Dr Ed Galyov and Dr Andrew Millard
Bacteriophages are the most abundant biological entities on the planet with 1031 in the biosphere. They drive the evolution of their bacterial hosts by mediating horizontal gene transfer, facilitating the spread of antimicrobial resistance and virulence genes. Despite being abundant, we have only begun to understand their diversity through culture-independent methods (eg viral metagenomics). Although viral metagenomics has expanded our understanding of phage diversity, critically it does not link the phage with host that it can infect. The range of hosts a phage can infect is traditionally based on the use of plaque assays that allows the visualisation of plaque, should the infection results in a productive infection. However, there are many issues with this method. First, if the phage is temperate in nature, it will not produce plaques. Additionally, the phage may be able to attach and inject its DNA (also transferred genes) but not be able to actively replicate due to host anti-phage systems. Linking phage diversity to hosts and identifying the range of host phage can transfer genetic material between is essential to understand the role of phages in host evolution. Furthermore, with growing use of phage therapy and use of phage as delivery vectors identifying the full range of hosts will be essential for the success of such approaches. This work will build on the preliminary data we have for the production of mini-cells of E. coli MG1655 and subsequent infection with phages. Mini-cells are "mini" bacterial cells that contain no chromosomal DNA but crucially contain membrane receptors for phage attachment. We hypothesise that it is possible to exploit these cells to develop a novel methodology for assessing host-specific viromes. This will be achieved by infecting mini-cells with phages from an environment, then separating non-attached phages, isolating DNA from phages infecting mini-cells, enabling, combined with metagenomics, the identification of all phages capable of infection of that particular host. This will directly link phages to a host, revolutionising the field of phage metagenomics.

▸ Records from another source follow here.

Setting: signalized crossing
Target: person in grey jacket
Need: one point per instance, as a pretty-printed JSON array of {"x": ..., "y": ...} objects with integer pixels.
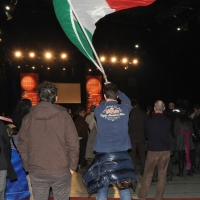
[{"x": 49, "y": 146}]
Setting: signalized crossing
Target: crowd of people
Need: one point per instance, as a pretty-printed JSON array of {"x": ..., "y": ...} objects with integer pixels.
[{"x": 46, "y": 143}]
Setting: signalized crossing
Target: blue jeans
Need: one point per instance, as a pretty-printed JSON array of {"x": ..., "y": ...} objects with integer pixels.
[
  {"x": 3, "y": 175},
  {"x": 103, "y": 193}
]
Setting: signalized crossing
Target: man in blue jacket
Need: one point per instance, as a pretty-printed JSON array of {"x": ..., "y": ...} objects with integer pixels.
[{"x": 112, "y": 136}]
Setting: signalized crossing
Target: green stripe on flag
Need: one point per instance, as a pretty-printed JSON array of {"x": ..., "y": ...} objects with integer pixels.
[{"x": 72, "y": 28}]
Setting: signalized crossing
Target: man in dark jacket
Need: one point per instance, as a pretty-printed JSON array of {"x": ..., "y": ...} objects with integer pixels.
[
  {"x": 49, "y": 146},
  {"x": 6, "y": 168},
  {"x": 157, "y": 130},
  {"x": 82, "y": 129},
  {"x": 137, "y": 122}
]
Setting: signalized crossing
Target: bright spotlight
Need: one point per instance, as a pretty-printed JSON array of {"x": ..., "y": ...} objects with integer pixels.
[
  {"x": 63, "y": 55},
  {"x": 18, "y": 54},
  {"x": 48, "y": 55},
  {"x": 31, "y": 54},
  {"x": 113, "y": 59},
  {"x": 135, "y": 61},
  {"x": 124, "y": 60},
  {"x": 102, "y": 58}
]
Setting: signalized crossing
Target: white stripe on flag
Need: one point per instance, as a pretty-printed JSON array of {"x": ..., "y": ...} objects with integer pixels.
[{"x": 91, "y": 11}]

Objective 1: Expand the production of mini-cells beyond E. coli with the first target being Vibrio natriegens
Objective 2: Test and optimise with a defined cocktail of phages, with known host ranges, the limits of detection of mini-cells combined with metagenomics to identify host specific interactions.
Objective 3. Apply the use of mini-cells to produce host specific metagenomes from animals slurries (E. coli) and aquaculture (Vibrio)
Objective 4. Apply the use of mini-cells to identify the extent different phages are capable of mediated horizontal gene transfer
Potential Impact: Unlike traditional viral metagenomics, the use of mini-cells offers the crucial ability to directly link phages with the hosts they can infect. Furthermore, it provides a high-throughput way to identify the extent of phages can mediated the transfer of genes.
Primary methods of the project: This project will use traditional microbiology/phage biology methods (bacterial cultivation and genetic modification, collection of environmental phage samples, phage concentration, assessment of phage-bacteria interactions, etc.); synthetic biology for production of mini-cells; and metagenomic sequencing and bio-informatic analysis of sequence data.